我握住她执笔的那只手,她的手冰冰冷。我本来还在为惹她生气苦恼,这下却忽然明白过来什么。“你……你这是什么意思?难道真的是这样?可是这怎么可能呢?你没出世的时候什么都不知道,怎么可能做得到?”
她甩开我的手,厌烦地看了我一眼,“这不关你的事,纳维尔,你问得太多了。”
“我……”我张口结舌。
“到此为止吧,这跟你没关系。”她指尖一搓,将画了一半的树叶碾成粉末,挥散在空气里,“我回去了,你不是明天还要毕业考核吗?早点休息吧。”
我无从挽留,呆呆地看着她远去的背影,胃里拧成一团。
虽然米莱雅在外人眼里一直是一个不好惹的法师,可我知道,她其实只是懒得多费唇舌,不愿意和平庸又跟不上她节奏的人相处,又因为天资过高,从小习惯了旁人的重视,不太在乎别人想法。小时候的她,虽然刻薄又傲慢,但是大多时候还是像普通的女孩子一样可爱又有活力,高兴的时候也愿意哄哄别人开心。

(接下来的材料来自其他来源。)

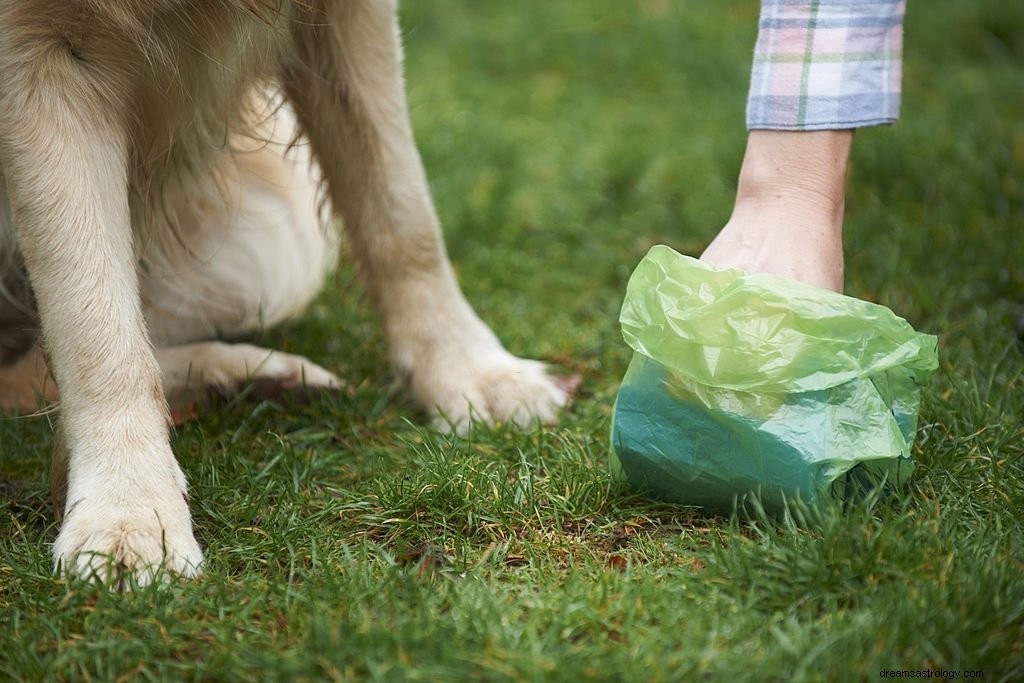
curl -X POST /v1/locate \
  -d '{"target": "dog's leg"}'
[283,0,566,430]
[0,24,202,583]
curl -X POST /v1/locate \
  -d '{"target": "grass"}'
[0,0,1024,681]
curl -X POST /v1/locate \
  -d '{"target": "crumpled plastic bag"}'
[611,246,938,513]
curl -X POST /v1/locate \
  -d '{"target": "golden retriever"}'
[0,0,566,584]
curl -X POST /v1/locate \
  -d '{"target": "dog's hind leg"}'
[142,102,341,418]
[0,15,202,583]
[283,0,566,430]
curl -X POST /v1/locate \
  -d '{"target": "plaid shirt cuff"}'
[746,0,906,130]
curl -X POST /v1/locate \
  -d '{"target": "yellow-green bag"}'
[611,246,938,511]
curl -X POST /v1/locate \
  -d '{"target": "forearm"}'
[736,130,853,226]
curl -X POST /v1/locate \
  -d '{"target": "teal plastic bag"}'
[611,246,938,512]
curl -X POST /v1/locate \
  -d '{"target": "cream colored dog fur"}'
[0,0,566,583]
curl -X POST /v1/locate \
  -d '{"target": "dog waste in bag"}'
[611,246,938,512]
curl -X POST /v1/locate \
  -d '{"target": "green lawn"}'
[0,0,1024,681]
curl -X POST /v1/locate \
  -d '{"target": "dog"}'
[0,0,567,585]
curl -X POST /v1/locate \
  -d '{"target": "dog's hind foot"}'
[157,342,342,423]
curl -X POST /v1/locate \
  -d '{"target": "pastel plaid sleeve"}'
[746,0,906,130]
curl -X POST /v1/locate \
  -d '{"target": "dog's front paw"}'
[414,349,569,433]
[53,475,203,590]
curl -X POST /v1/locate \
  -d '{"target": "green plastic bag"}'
[611,246,938,512]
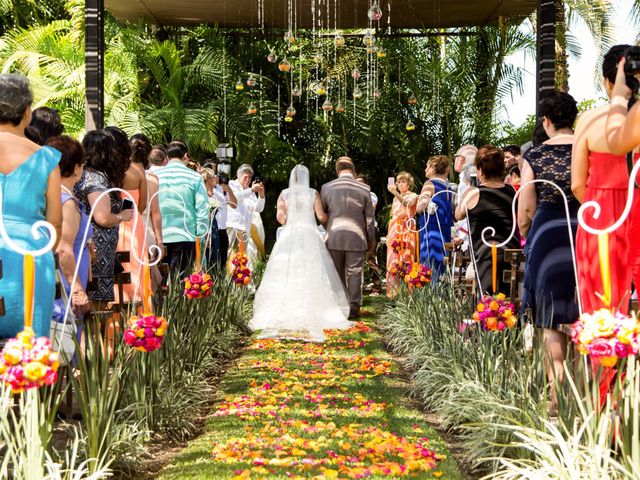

但是随着年岁渐长,她反而越来越阴沉了,好像总有什么想不完的事,经常眉眼中全是疲倦的神色。可她又从来不告诉我她到底在担忧什么。我时常觉得我对她来说可有可无。所以年少意气的我一直想要比她更强,这样她一定会更在意我一点。
我其实什么都不知道,那时我毕竟太年轻了。
接到我的消息,瑞亚很快就赶来了。我约她在一家偏僻但是舒适的小餐馆见面。她没有穿平时的驯兽师短衫,而是穿了一件长礼服,不一样的是,只不过这礼服的下装是马裤。
她骑着独角兽出现在餐馆门外的时候,夕阳在她身后洒下余晖,给她和雪尔米拉镀上了一层金边,美如画卷。
几乎算是盛装出席的瑞亚坐在我面前,有些反常的紧张和羞怯。我们点了餐,静静地吃了一会。我不知道要怎么开始这个话题,一直低着头,给一大块鱼肉戳出很多小孔。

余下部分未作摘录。